Glad Father’s & Mother’s birthdays were satisfactory – & the cake Licko made for the occasion. I have not had that letter of Elf’s that you said she had written – but it may come yet. Bad luck Miss Jackson being ill – Stell Rowe said she had been at home at Two Wells for some time & Mrs J had also been ill. No you didn’t tell me before about that ‘Economic’ debate you had: you are sure & faith getting to be some leddy & stump speaker – you don’t want to make it too hot you know.

In Mrs Harry’s letter she told me that Gwen had been accepted for the job in India – not to happen for some time yet of course – also that Colin Wilson had gone into camp at Blackboy Hill. He is not very strong but very eager – & only just 19 so they are a bit anxious about him. Mr Wilson sent his regards to me & said he would like to hear! Well – if he wrote to me he might have a chance – not that I wouldn’t like well enough to write to him as it is – but I owe letters enough now. I used to enjoy my occasional visits to the Wilson’s home in Perth. Mrs W is bonz – & so is he. I went once with some of the Harrys & we had singing galore. Colin is a wonder on the goanna & organ – plays bonzarly. He has been conducting Perth Baptist Choir for the last year or more – & got on fine with it so says Mrs Harry.

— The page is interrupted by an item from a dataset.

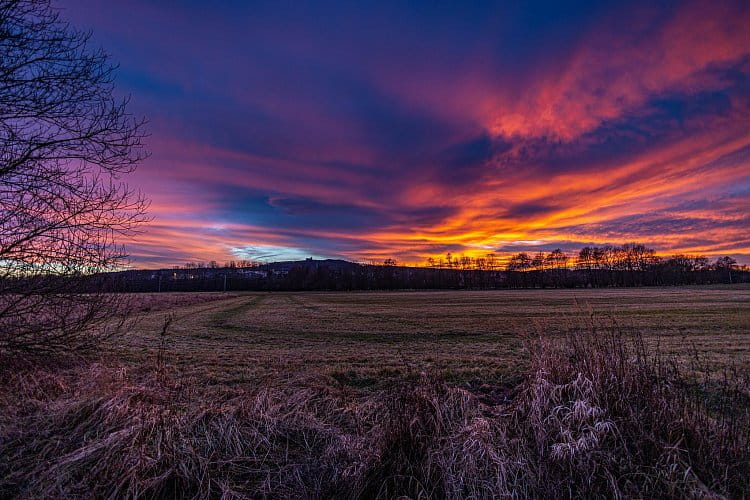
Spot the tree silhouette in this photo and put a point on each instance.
(65, 143)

I was interested to hear that George Ligertwood had enlisted. I had been wondering several times what he thought about the joke – especially since one of his old law student pals has got in – Mr Hannan. They have both got on jolly well in their profession. Fancy old Tommy marking a shell (or bullet) – a shell I guess: good old Eckee – I hope he will have a jolly good holiday out of it. Tell Mrs Tommy it’s the best thing in the world that could happen to a weary warrior as long as it’s not too bad.

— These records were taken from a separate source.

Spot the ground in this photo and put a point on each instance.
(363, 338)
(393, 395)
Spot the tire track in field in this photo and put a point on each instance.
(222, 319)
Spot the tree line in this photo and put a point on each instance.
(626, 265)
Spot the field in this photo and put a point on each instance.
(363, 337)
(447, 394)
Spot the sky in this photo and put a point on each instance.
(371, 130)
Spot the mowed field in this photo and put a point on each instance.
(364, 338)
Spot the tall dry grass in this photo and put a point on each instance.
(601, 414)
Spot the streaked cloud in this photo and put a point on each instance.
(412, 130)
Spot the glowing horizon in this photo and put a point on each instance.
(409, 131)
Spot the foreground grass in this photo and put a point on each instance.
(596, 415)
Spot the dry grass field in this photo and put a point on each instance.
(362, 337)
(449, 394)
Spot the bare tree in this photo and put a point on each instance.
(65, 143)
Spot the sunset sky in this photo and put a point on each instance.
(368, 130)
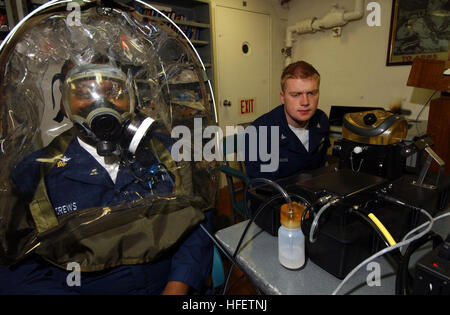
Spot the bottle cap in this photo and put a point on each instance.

I was glad that Mack’s & Lic’s letters which I wrote on March 10th had arrived safely – cos I didn’t write again for nearly a month after that & I’m afraid you would have a long wait: but you should have had our cable shortly after the date of your last letters – as it was sent on June 1st.

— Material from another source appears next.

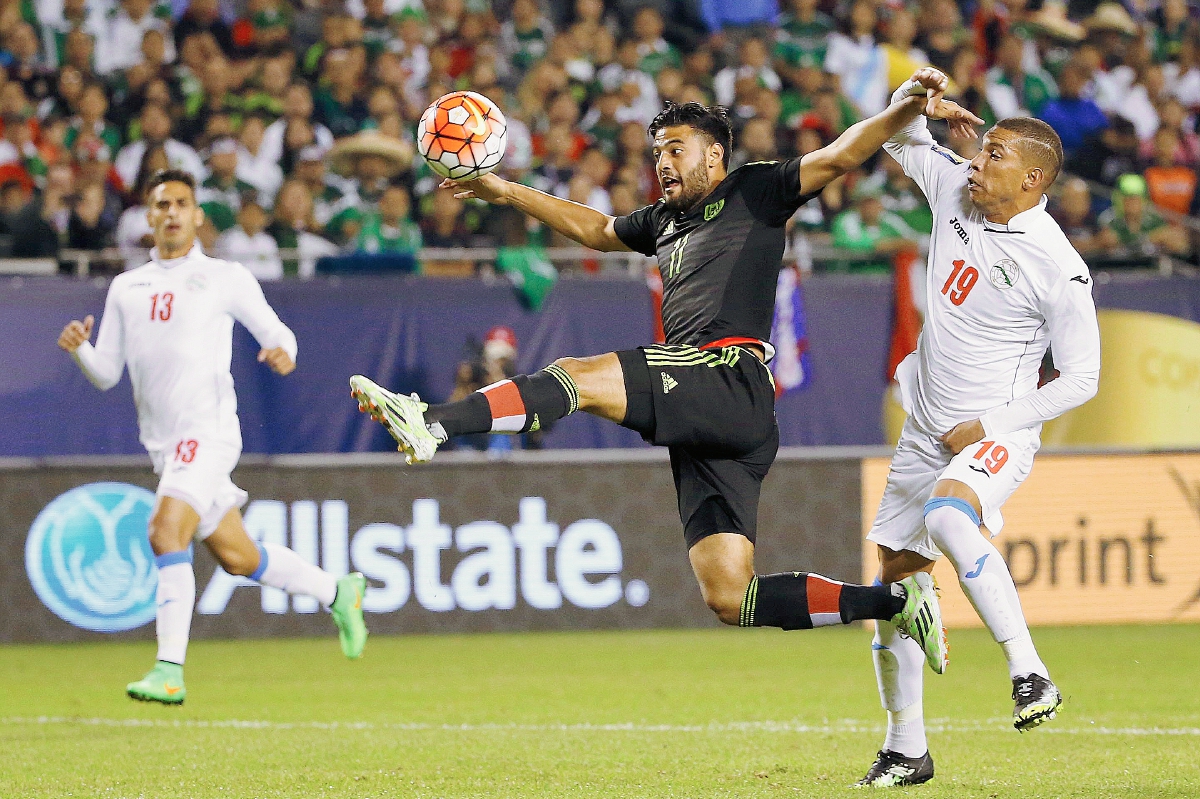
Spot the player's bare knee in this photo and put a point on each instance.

Ruth is a lucky ‘dorg’ – having holidays at Noarlunga – whom does she know down there I wonder? Well I think I’ll finish & take this to the mail bag – will be on outpost tonight.

Flash paper this isn’t it? I found it today amongst my old ‘doings’.

Now Hooroo old Dorcie – I’m fit, feeling bonz & we are due for another spell in about a week.


Love from Spence

PS – Forgot to say Many Happy Returns you old 22 year old – have to turn you out to grass pretty soon now: Good Day.